8 And passing on from thence to a mountain, that was on the east side of Bethel, he there pitched his tent, having Bethel on the west, and Hai on the east; he built there also an altar to the Lord, and called upon his name.
Vandaar reisde hij verder naar het bergland ten oosten van Betel, en sloeg zijn tent op tussen Betel ten westen en Ai ten oosten; daar bouwde hij een altaar voor Jahweh, en riep de naam van Jahweh aan.
9 And Abram went forward, going, and proceeding on to the south.
Daarna trok Abram steeds verder naar het zuiden.
10 And there came a famine in the country; and Abram went down into Egypt, to sojourn there: for the famine was very grievous in the land.
Toen er in het land eens hongersnood uitbrak, zakte Abram naar Egypte af, om daar enige tijd te verblijven; want de hongersnood teisterde het land hevig.
11 And when he was near to enter into Egypt, he said to Sarai his wife: I know that thou art a beautiful woman:
Maar op het punt Egypte binnen te trekken, zeide hij tot Sarai, zijn vrouw: Luister; ik weet, dat gij een mooie vrouw zijt.
12 And that when the Egyptians shall see thee, they will say: She is his wife: and they will kill me, and keep thee.
Als de Egyptenaren u zien, en denken: dat is zijn vrouw, dan zullen ze mij vermoorden, maar u in leven laten.
13 Say, therefore, I pray thee, that thou art my sister: that I may be well used for thee, and that my soul may live for thy sake.
Zeg dus, dat gij mijn zuster zijt, dan zal het mij goed gaan om wille van u, en zal ik om uwentwil gespaard blijven.
14 And when Abram was come into Egypt, the Egyptians saw the woman that she was very beautiful.
Zodra Abram nu in Egypte was gekomen, zagen de Egyptenaren, hoe buitengewoon mooi die vrouw was.
15 And the princes told Pharao, and praised her before him: and the woman was taken into the house of Pharao.
En toen Farao’s hovelingen haar zagen, roemden zij haar bij Farao, met het gevolg, dat de vrouw in het paleis van Farao werd gehaald.
16 And they used Abram well for her sake. And he had sheep and oxen, and he asses, and men servants and maid servants, and she asses, and camels.
Hij overlaadde Abram om wille van haar met weldaden, zodat hij schapen, runderen en ezels, slaven en slavinnen, ezelinnen en kamelen ontving.
17 But the Lord scourged Pharao and his house with most grievous stripes for Sarai, Abram’s wife.
Maar Jahweh trof Farao en zijn huis met zware slagen naar aanleiding van Sarai, de vrouw van Abram.

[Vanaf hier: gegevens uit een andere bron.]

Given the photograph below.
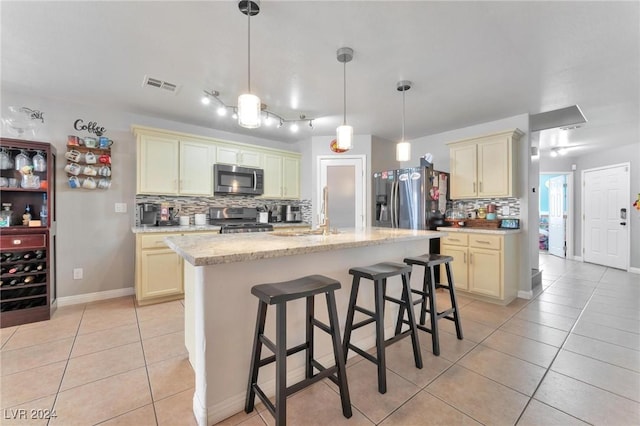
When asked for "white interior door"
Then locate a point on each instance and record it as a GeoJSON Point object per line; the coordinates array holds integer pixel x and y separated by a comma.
{"type": "Point", "coordinates": [605, 206]}
{"type": "Point", "coordinates": [557, 208]}
{"type": "Point", "coordinates": [345, 179]}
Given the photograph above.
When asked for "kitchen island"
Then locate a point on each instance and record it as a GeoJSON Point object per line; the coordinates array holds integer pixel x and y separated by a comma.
{"type": "Point", "coordinates": [220, 312]}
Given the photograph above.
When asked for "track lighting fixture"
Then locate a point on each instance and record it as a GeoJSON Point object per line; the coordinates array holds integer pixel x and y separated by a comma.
{"type": "Point", "coordinates": [249, 111]}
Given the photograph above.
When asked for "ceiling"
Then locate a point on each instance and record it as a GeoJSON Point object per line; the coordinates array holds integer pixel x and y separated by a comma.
{"type": "Point", "coordinates": [470, 62]}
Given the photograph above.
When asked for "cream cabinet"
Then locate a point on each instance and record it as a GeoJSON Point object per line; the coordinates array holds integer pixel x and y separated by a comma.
{"type": "Point", "coordinates": [196, 168]}
{"type": "Point", "coordinates": [238, 157]}
{"type": "Point", "coordinates": [158, 168]}
{"type": "Point", "coordinates": [484, 167]}
{"type": "Point", "coordinates": [281, 176]}
{"type": "Point", "coordinates": [172, 163]}
{"type": "Point", "coordinates": [159, 269]}
{"type": "Point", "coordinates": [485, 265]}
{"type": "Point", "coordinates": [172, 166]}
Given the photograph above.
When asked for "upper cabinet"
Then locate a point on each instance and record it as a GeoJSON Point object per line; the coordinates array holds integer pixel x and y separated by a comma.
{"type": "Point", "coordinates": [239, 157]}
{"type": "Point", "coordinates": [170, 165]}
{"type": "Point", "coordinates": [484, 167]}
{"type": "Point", "coordinates": [196, 168]}
{"type": "Point", "coordinates": [281, 176]}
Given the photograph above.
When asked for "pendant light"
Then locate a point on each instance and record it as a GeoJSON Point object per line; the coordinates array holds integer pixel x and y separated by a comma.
{"type": "Point", "coordinates": [249, 108]}
{"type": "Point", "coordinates": [345, 133]}
{"type": "Point", "coordinates": [403, 149]}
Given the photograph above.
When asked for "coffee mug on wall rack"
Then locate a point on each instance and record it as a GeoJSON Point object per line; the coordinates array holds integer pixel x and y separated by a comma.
{"type": "Point", "coordinates": [104, 142]}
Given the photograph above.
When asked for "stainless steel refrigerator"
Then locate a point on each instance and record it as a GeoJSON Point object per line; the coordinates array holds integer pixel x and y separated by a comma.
{"type": "Point", "coordinates": [410, 198]}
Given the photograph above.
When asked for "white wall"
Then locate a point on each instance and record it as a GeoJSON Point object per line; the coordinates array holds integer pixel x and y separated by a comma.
{"type": "Point", "coordinates": [90, 235]}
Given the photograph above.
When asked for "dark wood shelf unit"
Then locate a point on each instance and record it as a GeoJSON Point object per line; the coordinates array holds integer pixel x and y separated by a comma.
{"type": "Point", "coordinates": [21, 302]}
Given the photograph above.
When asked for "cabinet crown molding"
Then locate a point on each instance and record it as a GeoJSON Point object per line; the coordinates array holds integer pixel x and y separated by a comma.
{"type": "Point", "coordinates": [515, 134]}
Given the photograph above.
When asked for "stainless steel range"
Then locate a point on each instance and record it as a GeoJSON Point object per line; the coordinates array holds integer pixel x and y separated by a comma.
{"type": "Point", "coordinates": [237, 219]}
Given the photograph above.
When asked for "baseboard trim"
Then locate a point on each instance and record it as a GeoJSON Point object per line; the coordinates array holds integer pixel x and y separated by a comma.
{"type": "Point", "coordinates": [93, 297]}
{"type": "Point", "coordinates": [525, 294]}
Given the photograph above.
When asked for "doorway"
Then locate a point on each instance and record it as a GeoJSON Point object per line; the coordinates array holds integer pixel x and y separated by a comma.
{"type": "Point", "coordinates": [605, 204]}
{"type": "Point", "coordinates": [555, 234]}
{"type": "Point", "coordinates": [344, 178]}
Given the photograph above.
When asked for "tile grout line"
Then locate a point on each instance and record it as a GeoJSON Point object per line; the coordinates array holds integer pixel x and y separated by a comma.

18 And Pharao called Abram, and said to him: What is this that thou hast done to me? Why didst thou not tell me that she was thy wife?
Toen ontbood Farao Abram, en zeide: Wat hebt ge mij daar aangedaan; waarom hebt ge mij niet meegedeeld, dat het uw vrouw is?
19 For what cause didst thou say, she was thy sister, that I might take her to my wife? Now, therefore, there is thy wife, take her, and go thy way.
Waarom hebt ge gezegd: het is mijn zuster; zodat ik ze mij tot vrouw heb genomen. Daar hebt ge uw vrouw terug; neem haar mee en vertrek.
20 And Pharao gave his men orders concerning Abram: and they led him away, and his wife, and all that he had.
En Farao gaf aan enige mannen bevel, om hem en zijn vrouw, met alles wat hem toebehoorde, uitgeleide te doen.